Lawson’s unyielding opinions on how to approach those who’ve lost weight or are struggling with self-image is linked to her mother’s struggle with eating disorders. A week prior to the JW3 Speaker Series, Lawson told the hosts of The Late Late Show that she realized her mother had an eating disorder before she died at the age of 48. “I kind of put two and two together. I knew she had a thing about thinness, but I worked it out later. When she was dying she allowed herself to eat. To wait until you’ve got a terminal disease to enjoy eating is an awful thing.” Now, in an attempt to prevent women from following in her mother’s footsteps, she suggests balancing eating habits. “There are times when you need a slice of cake,” she said, “You don’t eat it every day, but life has to be balanced and not too restricted.”

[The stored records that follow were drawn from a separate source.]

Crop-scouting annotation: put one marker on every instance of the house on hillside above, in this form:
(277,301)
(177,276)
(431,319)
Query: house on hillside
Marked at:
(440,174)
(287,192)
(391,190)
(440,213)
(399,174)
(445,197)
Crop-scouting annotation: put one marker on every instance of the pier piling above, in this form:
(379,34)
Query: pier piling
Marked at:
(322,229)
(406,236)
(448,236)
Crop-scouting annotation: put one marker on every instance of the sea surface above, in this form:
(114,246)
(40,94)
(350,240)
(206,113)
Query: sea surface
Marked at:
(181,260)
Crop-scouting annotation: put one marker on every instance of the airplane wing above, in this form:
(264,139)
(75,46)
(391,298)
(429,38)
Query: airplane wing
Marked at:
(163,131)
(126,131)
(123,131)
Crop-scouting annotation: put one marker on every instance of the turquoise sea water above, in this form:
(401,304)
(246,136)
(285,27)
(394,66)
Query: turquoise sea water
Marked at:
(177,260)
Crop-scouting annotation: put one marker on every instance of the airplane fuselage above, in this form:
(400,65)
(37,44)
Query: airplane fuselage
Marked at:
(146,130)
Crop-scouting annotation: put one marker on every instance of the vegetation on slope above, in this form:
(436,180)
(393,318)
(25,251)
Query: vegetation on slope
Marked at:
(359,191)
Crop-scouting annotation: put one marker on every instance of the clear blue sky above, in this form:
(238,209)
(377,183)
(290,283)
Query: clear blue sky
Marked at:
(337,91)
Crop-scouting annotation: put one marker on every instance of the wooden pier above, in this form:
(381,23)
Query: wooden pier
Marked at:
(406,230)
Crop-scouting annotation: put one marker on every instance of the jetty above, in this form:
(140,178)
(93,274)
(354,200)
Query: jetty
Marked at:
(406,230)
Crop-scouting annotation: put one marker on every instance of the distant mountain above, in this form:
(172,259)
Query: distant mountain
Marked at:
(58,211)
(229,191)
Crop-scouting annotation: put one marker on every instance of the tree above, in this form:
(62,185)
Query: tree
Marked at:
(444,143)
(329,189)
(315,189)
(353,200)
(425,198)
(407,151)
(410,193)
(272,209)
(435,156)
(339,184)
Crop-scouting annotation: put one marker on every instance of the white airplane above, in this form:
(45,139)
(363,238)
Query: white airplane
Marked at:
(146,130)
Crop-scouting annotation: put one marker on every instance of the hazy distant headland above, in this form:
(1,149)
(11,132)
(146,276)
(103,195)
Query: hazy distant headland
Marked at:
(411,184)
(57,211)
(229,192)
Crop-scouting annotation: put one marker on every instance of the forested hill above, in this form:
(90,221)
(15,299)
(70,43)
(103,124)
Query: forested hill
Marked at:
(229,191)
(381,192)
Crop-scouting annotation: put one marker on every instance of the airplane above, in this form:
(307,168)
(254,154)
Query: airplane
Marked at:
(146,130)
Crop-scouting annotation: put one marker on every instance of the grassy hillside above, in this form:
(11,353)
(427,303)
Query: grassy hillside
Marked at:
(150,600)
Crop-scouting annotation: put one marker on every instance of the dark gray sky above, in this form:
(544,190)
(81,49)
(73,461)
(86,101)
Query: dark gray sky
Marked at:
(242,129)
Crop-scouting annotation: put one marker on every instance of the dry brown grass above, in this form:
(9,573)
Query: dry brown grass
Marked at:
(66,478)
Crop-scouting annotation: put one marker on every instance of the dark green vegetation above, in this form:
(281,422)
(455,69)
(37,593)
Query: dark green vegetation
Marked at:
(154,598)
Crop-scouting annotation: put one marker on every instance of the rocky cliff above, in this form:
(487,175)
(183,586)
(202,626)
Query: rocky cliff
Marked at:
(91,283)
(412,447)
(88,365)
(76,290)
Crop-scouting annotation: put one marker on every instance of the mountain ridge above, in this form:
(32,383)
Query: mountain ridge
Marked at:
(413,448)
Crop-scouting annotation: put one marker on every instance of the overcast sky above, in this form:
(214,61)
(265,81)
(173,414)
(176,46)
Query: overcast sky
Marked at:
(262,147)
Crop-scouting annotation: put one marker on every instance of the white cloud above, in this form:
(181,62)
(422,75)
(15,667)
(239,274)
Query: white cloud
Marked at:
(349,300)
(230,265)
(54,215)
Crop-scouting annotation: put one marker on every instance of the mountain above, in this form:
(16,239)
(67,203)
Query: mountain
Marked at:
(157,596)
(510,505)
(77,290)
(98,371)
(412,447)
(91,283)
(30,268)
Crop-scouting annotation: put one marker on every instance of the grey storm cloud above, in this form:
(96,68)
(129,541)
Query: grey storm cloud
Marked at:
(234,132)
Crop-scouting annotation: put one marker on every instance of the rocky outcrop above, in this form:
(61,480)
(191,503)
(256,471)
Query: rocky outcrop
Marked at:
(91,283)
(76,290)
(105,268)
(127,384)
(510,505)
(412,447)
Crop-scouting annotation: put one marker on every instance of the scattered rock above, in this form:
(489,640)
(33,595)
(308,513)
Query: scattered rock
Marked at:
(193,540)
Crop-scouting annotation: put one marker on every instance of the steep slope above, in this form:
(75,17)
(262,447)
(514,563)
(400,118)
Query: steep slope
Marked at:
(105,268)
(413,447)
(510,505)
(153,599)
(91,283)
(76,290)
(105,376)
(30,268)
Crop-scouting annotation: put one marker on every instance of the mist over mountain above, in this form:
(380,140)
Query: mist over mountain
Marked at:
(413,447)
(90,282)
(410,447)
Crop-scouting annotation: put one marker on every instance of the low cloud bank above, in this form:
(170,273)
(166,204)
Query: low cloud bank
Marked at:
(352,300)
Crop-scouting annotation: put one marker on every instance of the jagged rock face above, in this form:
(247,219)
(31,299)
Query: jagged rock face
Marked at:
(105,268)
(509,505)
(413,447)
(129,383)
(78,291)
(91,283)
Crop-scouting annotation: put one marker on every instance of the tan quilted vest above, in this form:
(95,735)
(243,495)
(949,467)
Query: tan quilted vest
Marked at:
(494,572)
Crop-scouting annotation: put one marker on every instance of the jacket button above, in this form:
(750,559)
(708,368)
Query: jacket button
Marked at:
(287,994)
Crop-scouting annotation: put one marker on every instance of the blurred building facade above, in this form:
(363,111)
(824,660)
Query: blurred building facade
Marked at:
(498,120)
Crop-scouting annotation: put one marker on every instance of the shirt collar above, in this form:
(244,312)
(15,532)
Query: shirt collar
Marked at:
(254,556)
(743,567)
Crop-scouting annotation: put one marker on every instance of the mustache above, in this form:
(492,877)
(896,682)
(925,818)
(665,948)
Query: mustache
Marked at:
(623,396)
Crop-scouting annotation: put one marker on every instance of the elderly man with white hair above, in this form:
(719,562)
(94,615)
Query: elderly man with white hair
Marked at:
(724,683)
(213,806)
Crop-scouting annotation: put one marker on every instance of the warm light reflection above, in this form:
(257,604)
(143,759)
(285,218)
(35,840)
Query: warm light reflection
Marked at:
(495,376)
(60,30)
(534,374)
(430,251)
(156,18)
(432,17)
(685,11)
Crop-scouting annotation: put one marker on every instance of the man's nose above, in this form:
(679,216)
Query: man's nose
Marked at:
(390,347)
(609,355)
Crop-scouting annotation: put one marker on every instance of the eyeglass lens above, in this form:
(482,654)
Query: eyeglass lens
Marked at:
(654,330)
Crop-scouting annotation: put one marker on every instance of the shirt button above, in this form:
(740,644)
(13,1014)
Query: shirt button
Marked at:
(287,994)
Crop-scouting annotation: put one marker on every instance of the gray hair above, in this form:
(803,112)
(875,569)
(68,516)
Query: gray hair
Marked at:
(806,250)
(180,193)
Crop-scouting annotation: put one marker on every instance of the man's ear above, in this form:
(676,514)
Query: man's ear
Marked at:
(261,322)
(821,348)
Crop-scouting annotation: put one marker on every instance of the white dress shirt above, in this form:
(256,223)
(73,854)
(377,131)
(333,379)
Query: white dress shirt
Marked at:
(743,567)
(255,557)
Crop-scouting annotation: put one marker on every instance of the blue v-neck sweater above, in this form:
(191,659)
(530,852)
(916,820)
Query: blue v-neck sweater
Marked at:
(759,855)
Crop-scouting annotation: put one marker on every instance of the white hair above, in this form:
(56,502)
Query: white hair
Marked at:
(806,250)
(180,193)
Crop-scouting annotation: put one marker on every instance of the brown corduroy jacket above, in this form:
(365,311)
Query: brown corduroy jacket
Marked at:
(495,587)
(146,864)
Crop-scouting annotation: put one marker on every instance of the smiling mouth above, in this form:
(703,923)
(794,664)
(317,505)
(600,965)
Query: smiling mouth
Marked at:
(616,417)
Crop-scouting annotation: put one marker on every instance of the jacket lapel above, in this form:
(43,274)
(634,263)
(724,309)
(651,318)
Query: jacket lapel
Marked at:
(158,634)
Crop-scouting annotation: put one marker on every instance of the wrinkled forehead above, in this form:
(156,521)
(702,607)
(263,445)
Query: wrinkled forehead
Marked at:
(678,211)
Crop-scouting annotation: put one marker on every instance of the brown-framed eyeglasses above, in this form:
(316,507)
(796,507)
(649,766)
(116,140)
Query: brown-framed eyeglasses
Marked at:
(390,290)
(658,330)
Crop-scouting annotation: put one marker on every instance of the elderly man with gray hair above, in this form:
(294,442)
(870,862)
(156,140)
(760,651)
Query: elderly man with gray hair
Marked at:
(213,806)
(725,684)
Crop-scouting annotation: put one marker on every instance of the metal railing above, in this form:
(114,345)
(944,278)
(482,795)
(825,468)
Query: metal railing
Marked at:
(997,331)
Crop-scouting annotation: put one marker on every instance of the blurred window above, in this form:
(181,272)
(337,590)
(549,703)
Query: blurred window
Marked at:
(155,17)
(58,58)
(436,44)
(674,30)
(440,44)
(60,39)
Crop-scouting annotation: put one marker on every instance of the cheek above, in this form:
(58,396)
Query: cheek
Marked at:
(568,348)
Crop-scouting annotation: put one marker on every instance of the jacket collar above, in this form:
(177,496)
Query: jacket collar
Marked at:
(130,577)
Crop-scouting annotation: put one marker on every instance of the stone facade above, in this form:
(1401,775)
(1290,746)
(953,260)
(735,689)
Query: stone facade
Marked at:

As someone who has lost over 30 pounds and has maintained her weight loss, I can relate that it is hard to find a balance between eating healthy meals and  not bingeing on my favorite junk foods. Although I try not to deny myself of slices of cake, pizza or drinking large amounts of alcohol, I find it is easy to lose focus on your overall health if you constantly indulge in treats. Although I don’t have an eating disorder, I understand how some women go to the extreme in order to stay on track with their weight and overall dress size. The problem is Lawson doesn’t acknowledge that being a conscious eater and having an unhealthy relationship with food are not one in the same.